Only two digits: 0 and 1. Each position is a power of 2:

1011 (binary) = 1×8 + 0×4 + 1×2 + 1×1 = 11 (decimal)

Where you see binary in practice

• Bitwise operations — &, |, ^, ~, <<, >> all operate on bits
• Bit flags — Packing multiple boolean states into a single integer: const READ = 0b100, WRITE = 0b010, EXEC = 0b001
• Networking — Subnet masks, IP addresses, and CIDR notation
• Low-level protocols — Parsing binary file formats, image data, audio samples

Binary in JavaScript

// Literal: prefix 0b
const flags = 0b1010; // 10 in decimal

// Convert decimal to binary string
(255).toString(2);  // "11111111"

// Parse binary string to decimal
parseInt('11111111', 2);  // 255

Hexadecimal (Base 16)

Digits 0–9 and A–F (or a–f). One hex digit represents exactly 4 bits, so two hex digits represent one byte (8 bits). This makes hex a compact, human-readable representation of binary data.

FF (hex) = 15×16 + 15 = 255 (decimal) = 11111111 (binary)
1A (hex) = 1×16 + 10 = 26 (decimal)  = 00011010 (binary)

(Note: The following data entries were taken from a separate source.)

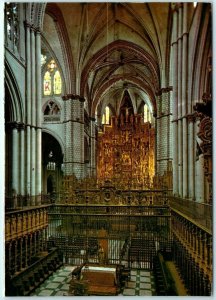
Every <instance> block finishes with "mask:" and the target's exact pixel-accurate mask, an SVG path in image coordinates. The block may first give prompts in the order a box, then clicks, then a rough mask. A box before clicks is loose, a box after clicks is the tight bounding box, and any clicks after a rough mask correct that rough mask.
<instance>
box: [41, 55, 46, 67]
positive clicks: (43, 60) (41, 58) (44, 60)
mask: <svg viewBox="0 0 216 300" xmlns="http://www.w3.org/2000/svg"><path fill="white" fill-rule="evenodd" d="M46 59H47V57H46V55H44V54H41V66H43V65H45V63H46Z"/></svg>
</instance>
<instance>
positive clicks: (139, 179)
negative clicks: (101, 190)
mask: <svg viewBox="0 0 216 300" xmlns="http://www.w3.org/2000/svg"><path fill="white" fill-rule="evenodd" d="M131 110H132V109H131V108H129V107H123V108H122V109H121V112H120V115H119V116H118V117H112V119H111V125H104V128H103V132H99V134H98V156H97V157H98V160H97V175H98V183H100V184H102V185H103V184H104V183H106V182H108V181H109V182H111V183H112V185H113V186H115V187H117V188H121V189H148V188H151V187H152V183H153V177H154V138H155V136H154V135H155V130H154V128H153V127H152V126H151V124H150V123H149V122H148V123H143V118H142V115H134V114H133V113H132V112H131Z"/></svg>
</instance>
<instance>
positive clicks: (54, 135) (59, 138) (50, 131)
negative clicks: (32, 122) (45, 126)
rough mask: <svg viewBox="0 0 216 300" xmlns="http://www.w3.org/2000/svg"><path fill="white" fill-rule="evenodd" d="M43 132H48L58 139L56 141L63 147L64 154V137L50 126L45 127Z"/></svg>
mask: <svg viewBox="0 0 216 300" xmlns="http://www.w3.org/2000/svg"><path fill="white" fill-rule="evenodd" d="M42 133H47V134H49V135H50V136H52V137H53V138H54V139H56V141H57V142H58V143H59V145H60V147H61V152H62V154H63V155H64V143H63V140H62V138H61V137H60V136H59V135H58V134H57V133H56V132H54V131H52V130H50V129H48V128H43V129H42Z"/></svg>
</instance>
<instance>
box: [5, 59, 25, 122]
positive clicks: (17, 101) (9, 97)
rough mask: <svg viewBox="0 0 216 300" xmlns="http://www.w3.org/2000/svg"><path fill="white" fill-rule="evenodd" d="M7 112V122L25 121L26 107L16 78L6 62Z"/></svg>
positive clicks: (16, 121)
mask: <svg viewBox="0 0 216 300" xmlns="http://www.w3.org/2000/svg"><path fill="white" fill-rule="evenodd" d="M5 112H6V122H18V123H24V121H25V120H24V108H23V103H22V99H21V94H20V90H19V87H18V84H17V81H16V78H15V76H14V74H13V72H12V70H11V68H10V66H9V64H8V62H7V61H6V62H5Z"/></svg>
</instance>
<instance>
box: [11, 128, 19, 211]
mask: <svg viewBox="0 0 216 300" xmlns="http://www.w3.org/2000/svg"><path fill="white" fill-rule="evenodd" d="M12 125H13V128H12V197H13V202H12V206H13V208H16V206H17V195H18V194H19V152H18V151H19V144H18V131H17V124H16V123H14V124H12Z"/></svg>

Where you see hex in practice

• Colors — #FF5733 = R:255, G:87, B:51
• Memory addresses — 0x7ffee4b2c3a0
• Character encoding — Unicode code points: U+1F600
• Hashes — MD5, SHA-256 output is hex-encoded binary
• UUIDs — 550e8400-e29b-41d4-a716-446655440000
• Network MACs — 00:1A:2B:3C:4D:5E

Hex in JavaScript

// Literal: prefix 0x
const addr = 0xFF;  // 255

// Convert to hex string
(255).toString(16);      // "ff"
(255).toString(16).toUpperCase(); // "FF"

// Parse hex string
parseInt('FF', 16);  // 255
parseInt('0xFF', 16); // 255 — 0x prefix is handled

Octal (Base 8)

Digits 0–7. Each octal digit represents exactly 3 bits. Octal was popular when computers had 6-bit bytes (three octal digits = 18 bits) but is now mostly encountered in one specific context.

Unix file permissions

The chmod command uses octal to set read (4), write (2), and execute (1) permissions for owner, group, and others:

chmod 755 file   # 7=rwx (owner), 5=r-x (group), 5=r-x (others)
chmod 644 file   # 6=rw- (owner), 4=r-- (group), 4=r-- (others)

# Each digit is a sum of:
# 4 = read,  2 = write,  1 = execute
# 7 = 4+2+1 = rwx
# 6 = 4+2   = rw-
# 5 = 4+1   = r-x

Octal in JavaScript

// Literal: prefix 0o
const perm = 0o755; // 493 in decimal

// Convert to octal string
(493).toString(8);  // "755"

// Parse octal string
parseInt('755', 8); // 493

Quick Conversion Reference

Decimal | Binary    | Octal | Hex
--------|-----------|-------|----
0       | 0000      | 0     | 0
8       | 1000      | 10    | 8
10      | 1010      | 12    | A
15      | 1111      | 17    | F
16      | 0001 0000 | 20    | 10
255     | 1111 1111 | 377   | FF
256     | 0001 0000 0000 | 400 | 100

Converting in Your Head

Decimal → Hex: Divide repeatedly by 16, reading remainders bottom-up. Or group binary into 4-bit nibbles and convert each.

Hex → Binary: Replace each hex digit with its 4-bit binary equivalent directly — no arithmetic needed.

Binary → Octal: Group bits in threes from the right. Each group of 3 is one octal digit (0–7).